Random thoughts on transcribing and typing sources

Now that there’s software that can actually take advantage of full text, that means each historian has hundreds of documents that could, nay, should, be entered as full text. So what’s a digital early modern historian to do? (I’ll ignore the more challenging handwritten documents and focus on the ‘easy’ published documents.)

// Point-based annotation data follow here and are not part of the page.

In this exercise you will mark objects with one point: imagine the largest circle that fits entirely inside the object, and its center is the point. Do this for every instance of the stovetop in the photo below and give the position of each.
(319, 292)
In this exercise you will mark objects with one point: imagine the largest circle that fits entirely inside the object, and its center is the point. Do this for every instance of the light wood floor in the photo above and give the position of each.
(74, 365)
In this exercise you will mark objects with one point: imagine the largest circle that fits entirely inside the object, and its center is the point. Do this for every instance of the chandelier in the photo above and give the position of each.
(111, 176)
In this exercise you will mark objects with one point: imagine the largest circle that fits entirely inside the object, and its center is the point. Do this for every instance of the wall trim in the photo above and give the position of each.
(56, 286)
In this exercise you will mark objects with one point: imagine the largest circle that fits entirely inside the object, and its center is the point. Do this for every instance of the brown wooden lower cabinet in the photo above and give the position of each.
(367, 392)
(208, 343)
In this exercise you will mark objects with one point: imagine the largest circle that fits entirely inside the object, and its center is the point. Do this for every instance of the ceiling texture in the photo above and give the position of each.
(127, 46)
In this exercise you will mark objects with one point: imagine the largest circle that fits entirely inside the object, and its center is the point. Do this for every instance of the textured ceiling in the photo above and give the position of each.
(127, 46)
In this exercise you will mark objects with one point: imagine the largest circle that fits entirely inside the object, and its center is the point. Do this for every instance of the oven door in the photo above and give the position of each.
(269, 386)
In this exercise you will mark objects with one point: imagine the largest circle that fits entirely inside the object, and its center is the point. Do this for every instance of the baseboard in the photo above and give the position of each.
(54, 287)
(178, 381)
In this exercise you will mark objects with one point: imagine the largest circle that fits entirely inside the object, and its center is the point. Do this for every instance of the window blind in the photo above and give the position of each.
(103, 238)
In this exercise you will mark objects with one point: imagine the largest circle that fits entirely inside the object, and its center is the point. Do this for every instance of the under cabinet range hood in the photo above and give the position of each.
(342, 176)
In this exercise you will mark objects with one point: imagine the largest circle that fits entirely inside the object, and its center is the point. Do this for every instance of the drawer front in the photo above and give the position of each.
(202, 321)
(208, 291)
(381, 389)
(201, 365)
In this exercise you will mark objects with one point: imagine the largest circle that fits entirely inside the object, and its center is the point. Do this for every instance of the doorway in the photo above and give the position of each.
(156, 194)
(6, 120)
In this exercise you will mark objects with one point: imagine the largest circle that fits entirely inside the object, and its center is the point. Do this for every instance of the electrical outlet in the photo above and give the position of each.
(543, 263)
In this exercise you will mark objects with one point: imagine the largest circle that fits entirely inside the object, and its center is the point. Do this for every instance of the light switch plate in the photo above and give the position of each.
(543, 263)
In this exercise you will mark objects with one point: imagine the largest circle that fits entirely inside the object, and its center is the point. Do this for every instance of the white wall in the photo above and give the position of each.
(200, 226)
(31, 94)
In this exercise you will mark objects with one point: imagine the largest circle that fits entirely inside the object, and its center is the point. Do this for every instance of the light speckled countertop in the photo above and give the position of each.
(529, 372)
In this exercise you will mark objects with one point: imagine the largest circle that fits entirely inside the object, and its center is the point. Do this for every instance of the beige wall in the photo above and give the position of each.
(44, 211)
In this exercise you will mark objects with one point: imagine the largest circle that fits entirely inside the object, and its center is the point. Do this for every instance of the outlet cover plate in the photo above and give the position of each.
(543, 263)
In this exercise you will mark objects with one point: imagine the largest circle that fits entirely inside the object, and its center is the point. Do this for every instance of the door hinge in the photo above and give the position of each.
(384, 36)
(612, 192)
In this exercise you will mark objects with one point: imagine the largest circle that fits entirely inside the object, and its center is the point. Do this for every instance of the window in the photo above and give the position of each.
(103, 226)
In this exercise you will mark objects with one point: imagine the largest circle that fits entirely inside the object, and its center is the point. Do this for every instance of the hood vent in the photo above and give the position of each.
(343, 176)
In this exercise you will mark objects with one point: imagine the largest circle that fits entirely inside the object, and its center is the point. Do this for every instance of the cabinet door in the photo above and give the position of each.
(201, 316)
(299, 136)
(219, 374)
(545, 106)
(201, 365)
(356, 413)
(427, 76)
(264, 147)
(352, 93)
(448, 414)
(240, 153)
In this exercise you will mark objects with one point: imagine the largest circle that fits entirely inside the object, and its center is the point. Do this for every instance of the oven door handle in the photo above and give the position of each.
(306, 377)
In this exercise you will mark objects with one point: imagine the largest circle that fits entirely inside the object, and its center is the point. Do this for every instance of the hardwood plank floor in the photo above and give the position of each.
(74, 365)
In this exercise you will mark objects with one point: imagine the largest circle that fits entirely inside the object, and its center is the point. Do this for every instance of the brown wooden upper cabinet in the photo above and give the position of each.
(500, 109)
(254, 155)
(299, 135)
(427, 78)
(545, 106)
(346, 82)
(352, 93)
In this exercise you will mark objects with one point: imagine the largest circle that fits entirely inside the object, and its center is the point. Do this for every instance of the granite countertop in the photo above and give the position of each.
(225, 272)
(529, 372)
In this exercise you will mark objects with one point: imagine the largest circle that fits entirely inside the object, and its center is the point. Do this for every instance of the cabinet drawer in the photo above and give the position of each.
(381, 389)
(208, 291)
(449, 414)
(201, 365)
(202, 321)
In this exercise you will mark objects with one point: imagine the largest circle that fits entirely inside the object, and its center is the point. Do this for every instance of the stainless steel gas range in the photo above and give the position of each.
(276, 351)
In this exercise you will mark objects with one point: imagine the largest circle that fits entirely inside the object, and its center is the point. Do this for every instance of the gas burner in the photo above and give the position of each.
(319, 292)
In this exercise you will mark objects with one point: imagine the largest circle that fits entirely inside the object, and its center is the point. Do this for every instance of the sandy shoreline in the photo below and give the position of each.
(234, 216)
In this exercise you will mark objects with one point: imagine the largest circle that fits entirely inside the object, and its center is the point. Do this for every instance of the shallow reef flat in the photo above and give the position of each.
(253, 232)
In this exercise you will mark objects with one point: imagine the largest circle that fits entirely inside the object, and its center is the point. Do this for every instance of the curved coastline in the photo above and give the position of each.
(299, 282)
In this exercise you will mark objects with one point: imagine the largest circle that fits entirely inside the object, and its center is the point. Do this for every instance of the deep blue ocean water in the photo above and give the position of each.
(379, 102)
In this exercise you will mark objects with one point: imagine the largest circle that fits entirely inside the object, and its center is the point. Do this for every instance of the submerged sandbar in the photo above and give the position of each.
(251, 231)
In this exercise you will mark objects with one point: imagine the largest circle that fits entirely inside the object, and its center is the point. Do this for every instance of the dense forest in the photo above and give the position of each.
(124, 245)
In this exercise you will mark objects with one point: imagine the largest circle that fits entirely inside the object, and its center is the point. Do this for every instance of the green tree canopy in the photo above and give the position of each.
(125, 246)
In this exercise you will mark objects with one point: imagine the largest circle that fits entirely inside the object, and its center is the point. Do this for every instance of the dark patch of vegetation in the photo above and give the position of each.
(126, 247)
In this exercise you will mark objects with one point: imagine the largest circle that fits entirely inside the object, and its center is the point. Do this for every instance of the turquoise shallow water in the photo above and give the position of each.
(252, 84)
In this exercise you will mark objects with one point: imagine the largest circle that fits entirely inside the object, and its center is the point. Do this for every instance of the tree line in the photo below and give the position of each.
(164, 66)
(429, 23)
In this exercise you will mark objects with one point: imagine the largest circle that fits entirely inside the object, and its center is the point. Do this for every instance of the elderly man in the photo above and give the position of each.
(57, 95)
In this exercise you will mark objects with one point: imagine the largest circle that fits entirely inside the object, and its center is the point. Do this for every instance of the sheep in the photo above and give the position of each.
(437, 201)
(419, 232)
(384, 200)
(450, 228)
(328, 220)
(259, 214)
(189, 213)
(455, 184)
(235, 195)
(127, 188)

  1. Type all those treatises, campaign narratives and histories yourself. Been there, done that. Not fun, especially when you keep finding more and more of them. It’s labor-intensive work that ideally would be done by someone who charges far less than what you get paid per hour, or far less than what you think your time is worth.
  2. Prioritize. What do you really need fully transcribed, and what can you get by with just reading and taking notes? Unfortunately certain types of documents, and certain methods/questions, may require full text. Or if you’re hoping to create some kind of monster textbase that will allow you to find every instance of a particular term, person or place in an instant.
  3. Optical character recognition. OCR software has been a godsend, especially given all those 19C-20C published collections of documents. The problem comes when trying to OCR published works from the 18C and earlier (even some 19C texts), or when dealing with imperfect copies of the most-pristine text: blurry photos, phantom hands, smudged pages… Still waiting for a solution to that.
    Even if the copy is perfect, the original typeface might not be. From personal experience I can confirm that editing OCRed text, even at 90% accuracy, takes forever. And don’t get me started on old italicized text. OCR no-likey.
    There’s ‘dirty’, i.e. uncorrected, OCR, and then there’s filthy OCR. Like this:

    The Ugly Side of OCR

    The Ugly Side of OCR

    The gutter is a black hole, the text on either side of it wasn’t even recognized as text (the box in the middle represent an image), and the text that was recognized has many errors. Oddly though, this is actually usable output, as long as you don’t expect every instance of every word to be found (or even most), and you aren’t trying to look at word frequencies and the like. So sometimes you just accept the dirty OCR as a semi-useful supplement to an image PDF.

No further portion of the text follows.